# Calculating $\sum_{k=1}^nk(k!)$ combinatorially [duplicate]

The sum $\sum_{k=1}^nk(k!)$ can be easily calculated by noting $k(k!)=(k+1)!-k!$. Is there a way to calculate the sum nicely using a combinatorial argument. Is it possible to notice it is $(n+1)!-1$ combinatorially?

## marked as duplicate by Austin Mohr, Community♦Oct 11 '16 at 19:22

• @AlexR: I think what he meant was $(n+1)! - 1$, edited accordingly. – J. J. Sep 12 '14 at 11:57
• @J.J. Ah I figured so after the edit but decided to wait for comment. – AlexR Sep 12 '14 at 12:00
• I meant that each term was going to be $(k+1)!-k!$ – Jorge Fernández Hidalgo Sep 13 '14 at 15:18

I will explain it in case $n=4$ then I will replace it by general case.

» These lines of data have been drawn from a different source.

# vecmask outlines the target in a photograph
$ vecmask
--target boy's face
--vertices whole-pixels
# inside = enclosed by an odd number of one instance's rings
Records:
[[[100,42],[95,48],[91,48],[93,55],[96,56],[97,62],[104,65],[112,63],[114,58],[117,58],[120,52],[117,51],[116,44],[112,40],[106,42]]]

Assume you want to write a 5 digit number by numbers 1,2,3,4,5 except 12345. The number of possible numbers is 5!-1. In fact writing a 5 digit number by 1,2,3,4,5 has 5! possibilities and we delete 1 case.
The general case is same when you are counting the number of n+1 digits numbers using n+1 (ordered) alphabet except $\overline{123...n(n+1)}$.